Package 'tidydelta'

Title: Estimation of Standard Errors using Delta Method
Description: Delta Method implementation to estimate standard errors with known asymptotic properties within the 'tidyverse' workflow. The Delta Method is a statistical tool that approximates an estimator’s behaviour using a Taylor Expansion. For a comprehensive explanation, please refer to Chapter 3 of van der Vaart (1998, ISBN: 9780511802256).
Authors: Javier Martinez-Rodriguez [aut, cre, cph]
Maintainer: Javier Martinez-Rodriguez <[email protected]>
License: MIT + file LICENSE
Version: 0.1.0
Built: 2025-02-14 05:13:03 UTC
Source: https://github.com/javiermtzrdz/tidydelta

Help Index


Extract variables and their names from the formula

Description

Extract variables and their names from the formula

Usage

cases_ext(formula, mean_dta = NULL, cov_dta = NULL)

Arguments

formula

A formula object specifying the variables of interest.

mean_dta

Vector containing the means of the variables.

cov_dta

Covariance matrix of the variables.

Value

list containing objects with variables and formula


Extract variables from a formula

Description

Extracts variables from a formula string.

Usage

ext_bd_var(formula)

Arguments

formula

A formula object or a character string representing a formula.

Value

A named character vector of extracted variables.

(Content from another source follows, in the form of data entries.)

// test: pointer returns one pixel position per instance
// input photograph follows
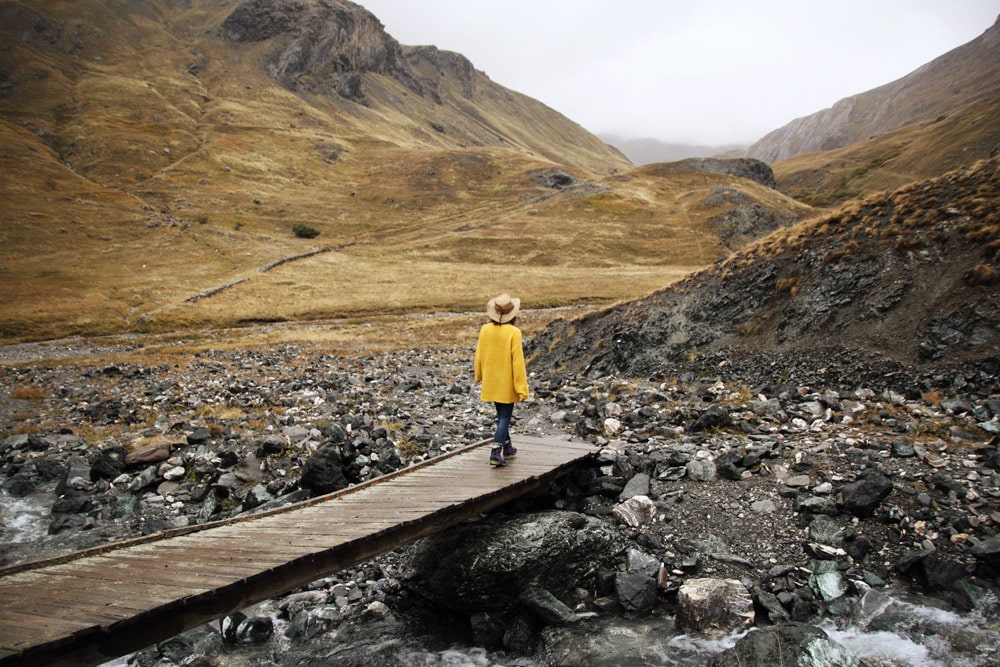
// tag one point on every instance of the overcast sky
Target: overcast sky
(690, 71)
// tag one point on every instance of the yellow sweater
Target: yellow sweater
(500, 364)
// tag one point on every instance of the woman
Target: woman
(500, 367)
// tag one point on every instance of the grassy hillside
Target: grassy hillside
(153, 172)
(967, 134)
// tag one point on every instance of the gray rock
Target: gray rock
(789, 645)
(636, 592)
(701, 470)
(484, 567)
(723, 604)
(862, 498)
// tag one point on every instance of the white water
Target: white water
(920, 635)
(22, 519)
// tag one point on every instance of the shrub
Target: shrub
(305, 232)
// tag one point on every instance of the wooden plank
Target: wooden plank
(163, 584)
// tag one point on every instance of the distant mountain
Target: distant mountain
(176, 163)
(897, 281)
(651, 151)
(962, 76)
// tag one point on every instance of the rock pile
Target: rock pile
(809, 498)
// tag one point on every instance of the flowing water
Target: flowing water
(23, 519)
(887, 629)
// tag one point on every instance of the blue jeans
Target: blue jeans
(504, 413)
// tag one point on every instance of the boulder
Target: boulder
(788, 644)
(862, 498)
(714, 603)
(485, 567)
(154, 453)
(323, 472)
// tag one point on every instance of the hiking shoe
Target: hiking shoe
(496, 457)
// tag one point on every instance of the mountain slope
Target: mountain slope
(908, 280)
(962, 76)
(158, 156)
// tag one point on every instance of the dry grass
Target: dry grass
(182, 184)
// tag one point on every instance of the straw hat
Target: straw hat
(503, 308)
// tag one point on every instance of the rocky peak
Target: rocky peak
(322, 46)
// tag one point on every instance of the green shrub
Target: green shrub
(305, 232)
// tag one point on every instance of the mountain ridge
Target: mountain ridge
(925, 93)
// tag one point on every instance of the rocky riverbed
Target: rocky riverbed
(817, 499)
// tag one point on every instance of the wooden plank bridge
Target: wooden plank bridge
(94, 605)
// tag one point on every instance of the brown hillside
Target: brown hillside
(959, 78)
(158, 155)
(889, 161)
(907, 280)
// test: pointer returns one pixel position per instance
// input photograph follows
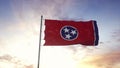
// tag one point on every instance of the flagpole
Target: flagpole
(38, 65)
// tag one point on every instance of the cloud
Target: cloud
(8, 60)
(109, 60)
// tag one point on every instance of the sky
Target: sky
(20, 28)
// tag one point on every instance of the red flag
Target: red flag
(60, 33)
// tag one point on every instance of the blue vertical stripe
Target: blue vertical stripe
(96, 33)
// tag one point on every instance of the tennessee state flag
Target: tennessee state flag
(63, 32)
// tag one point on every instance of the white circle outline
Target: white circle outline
(69, 39)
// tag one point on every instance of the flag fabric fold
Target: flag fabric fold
(63, 32)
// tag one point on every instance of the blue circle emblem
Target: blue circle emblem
(69, 33)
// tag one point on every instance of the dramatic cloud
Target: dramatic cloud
(109, 60)
(13, 62)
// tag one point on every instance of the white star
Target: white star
(73, 32)
(68, 36)
(66, 30)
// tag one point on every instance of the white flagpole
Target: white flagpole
(38, 65)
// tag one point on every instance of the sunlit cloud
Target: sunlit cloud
(13, 62)
(109, 60)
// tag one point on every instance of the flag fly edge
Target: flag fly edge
(96, 34)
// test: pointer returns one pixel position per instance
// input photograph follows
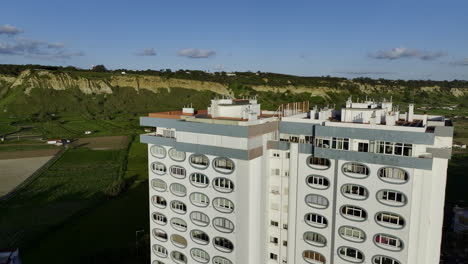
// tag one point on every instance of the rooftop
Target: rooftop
(354, 114)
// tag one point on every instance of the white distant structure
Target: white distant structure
(57, 142)
(234, 184)
(10, 256)
(460, 220)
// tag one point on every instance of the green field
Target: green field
(25, 147)
(68, 204)
(87, 207)
(76, 181)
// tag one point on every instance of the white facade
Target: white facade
(324, 187)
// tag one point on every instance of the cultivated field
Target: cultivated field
(102, 143)
(17, 166)
(15, 171)
(79, 179)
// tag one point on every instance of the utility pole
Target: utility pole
(136, 241)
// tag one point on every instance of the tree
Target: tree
(99, 68)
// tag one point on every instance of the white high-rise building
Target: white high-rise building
(237, 185)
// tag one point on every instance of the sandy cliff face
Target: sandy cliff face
(59, 81)
(29, 80)
(154, 83)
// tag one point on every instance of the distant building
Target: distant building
(460, 219)
(458, 145)
(234, 184)
(54, 141)
(58, 142)
(10, 256)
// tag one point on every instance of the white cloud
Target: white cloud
(196, 53)
(39, 49)
(462, 62)
(399, 53)
(146, 52)
(9, 30)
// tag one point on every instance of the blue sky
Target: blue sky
(389, 39)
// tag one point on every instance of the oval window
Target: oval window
(318, 163)
(390, 220)
(313, 257)
(176, 155)
(388, 242)
(354, 213)
(352, 234)
(158, 151)
(178, 189)
(199, 199)
(179, 241)
(178, 257)
(199, 218)
(316, 220)
(316, 201)
(200, 255)
(179, 224)
(223, 244)
(223, 165)
(315, 239)
(199, 180)
(177, 171)
(355, 170)
(351, 254)
(393, 175)
(158, 168)
(221, 260)
(159, 218)
(354, 191)
(223, 205)
(391, 197)
(158, 185)
(223, 185)
(223, 225)
(160, 251)
(178, 207)
(199, 161)
(159, 234)
(384, 260)
(159, 201)
(199, 237)
(317, 182)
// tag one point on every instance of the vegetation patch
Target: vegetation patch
(73, 183)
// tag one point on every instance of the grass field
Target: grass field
(74, 182)
(25, 147)
(106, 231)
(457, 180)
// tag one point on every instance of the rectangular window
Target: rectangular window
(340, 143)
(322, 143)
(363, 147)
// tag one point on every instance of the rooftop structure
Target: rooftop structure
(237, 184)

Convert a formula to an expression

Description

Converts a formula to an expression for further evaluation.

Usage

for_to_exp(formula)

Arguments

formula

A formula object or a character string representing a formula.

Value

The evaluated expression.


Delta Method implementation

Description

Estimates standard errors for transformations of random variables using Delta method.

Usage

tidydelta(
  formula,
  normality_eval = TRUE,
  formula_vars = mean,
  mean_dta = NULL,
  cov_dta = NULL,
  n = NULL,
  conf_lev = 0.95
)

Arguments

formula

A formula object specifying the variables of interest.

normality_eval

Logical value to run normality test in case of being possible.

formula_vars

The function(s) to apply to the variables in the formula.

mean_dta

Vector containing the means of the variables.

cov_dta

Covariance matrix of the variables.

n

Sample size evaluation (in case that we can evaluate the confidence intervals with different hypnotic sample sizes).

conf_lev

Confidence level for confidence intervals.

Value

A tibble with columns for means, standard errors, and optionally, confidence intervals.

Examples

# Equivalent ways to use tidydelta()
library(tidyverse)

x <- rnorm(1000, mean = 5, sd = 2)
y <- rnorm(1000, mean = 15, sd = 3)

bd <- tibble(x, y)

tidydelta(~ y / x,
  conf_lev = .95
)

tidydelta(~ bd$y / bd$x,
  conf_lev = .95
)
bd %>%
  summarise(tidydelta(~ y / x,
    conf_lev = .95
  ))

Recursive search of environment

Description

Recursive search of environment containing object.

Usage

where_env(name, env = rlang::caller_env())

Arguments

name

Object searched

env

Initial environment to search

Value

A named character vector of extracted variables.